Like most determined writers, though, I don't feel I could stop without becoming someone else entirely. And one of the reasons for that is that I write to think through things. Journaling, blogging, commenting on blogs, telling stories, and songwriting all provide opportunities for wrestling with what I believe, what I could or should believe, what I think I know and may or may not be right about, and for learning how to express ideas with kindness and truth.
But oh, I wish I could do it perfectly.
In the internet age, every stray word feels like it’s preserved for posterity, ready to condemn its author at a moment’s notice from here to eternity. Once it’s down, anyone can critique or argue with it, and I already have a number of things on the world wide web that I would love to edit or remove. Authors who have a book published come up against even wilder realities, such as: The book may not sell, leaving the publisher with a lot of dead copies and a permanent lack of appreciation for the author. Or: People may very publicly express their hatred of the book. Or both. (Most published authors, if not all, get at least one of the two in some degree.)

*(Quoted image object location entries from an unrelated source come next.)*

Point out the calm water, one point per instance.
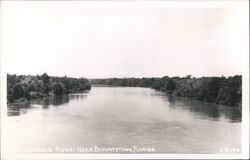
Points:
(124, 117)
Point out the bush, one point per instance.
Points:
(58, 88)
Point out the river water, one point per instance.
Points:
(143, 119)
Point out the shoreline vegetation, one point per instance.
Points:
(219, 90)
(23, 88)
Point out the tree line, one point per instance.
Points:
(27, 87)
(220, 90)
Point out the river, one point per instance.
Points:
(125, 117)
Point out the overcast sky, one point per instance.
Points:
(98, 42)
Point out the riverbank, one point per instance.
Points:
(23, 88)
(219, 90)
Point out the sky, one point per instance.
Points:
(103, 42)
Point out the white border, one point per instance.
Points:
(244, 5)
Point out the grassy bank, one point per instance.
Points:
(28, 87)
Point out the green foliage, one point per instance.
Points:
(58, 88)
(219, 90)
(39, 86)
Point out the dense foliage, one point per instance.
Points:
(32, 87)
(219, 90)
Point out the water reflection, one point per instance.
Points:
(204, 109)
(16, 109)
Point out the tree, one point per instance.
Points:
(45, 79)
(58, 88)
(170, 85)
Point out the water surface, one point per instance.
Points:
(124, 117)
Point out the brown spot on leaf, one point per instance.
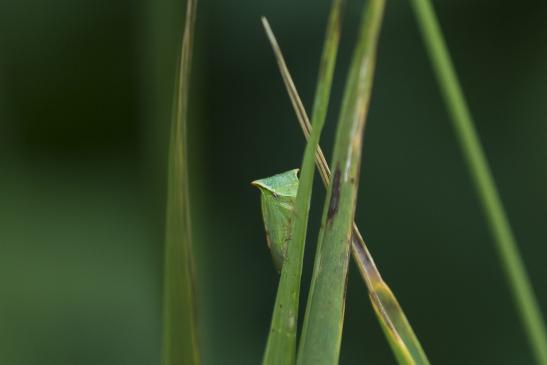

As Rachelle Gardner put it:
It's important to remember that anyone in the "public eye"—and if you have any online presence, that means you—is a target for criticism. People can and will say anything they want. They will misinterpret what you've written, they will assign motives, and they'll even make judgments about you as a human being (not just as a writer, or in my case, an agent).I've experienced this firsthand, and in all honesty, it sucks. I hate it. You probably don't call it one of your greatest joys either. So does our writing really matter enough to keep trying?
Getting published is practically an Olympic sport nowadays. I’m not the first nor the only person to make that comparison, though I’ve long been repeating it to enthusiastic and encouraging friends and family as they ask how soon they can buy my book in bookstores. Can our words and stories do enough good, provide return enough to be worth this immense risky investment of time and emotion? Will your book or mine matter even if both critical and public response is harsh or indifferent?
Perhaps such questions are too intimate even for a small-time blogger who is two years to never from seeing her books on the great shelves of Barnes and Noble. After all, for answer we can only tell ourselves to give it a shot. I can't speak for you, but I feel arrogant for even dreaming that I might have a chance in such extreme competition.
Perhaps “Just give it a try” is not answer enough for someone who wants to survive the process and remain human. Maybe we need something more like “Make an honest effort. Keep polishing, keep a healthy respect for the opinions of others, keep hold of your vision for the work, search for truth and kindness in your words, hang onto a sense of humor and a life outside writing, and remember that success is ultimately beyond the control of any one person. Also, you'll need all the courage and humility you can muster, so work on those.”
That’s kind of long and awkward, hardly a memorable aphorism. But there has never been a simple formula for success in writing (and if that fact doesn’t keep us well grounded, I don’t know what will.) It is true, anyway, for all of us.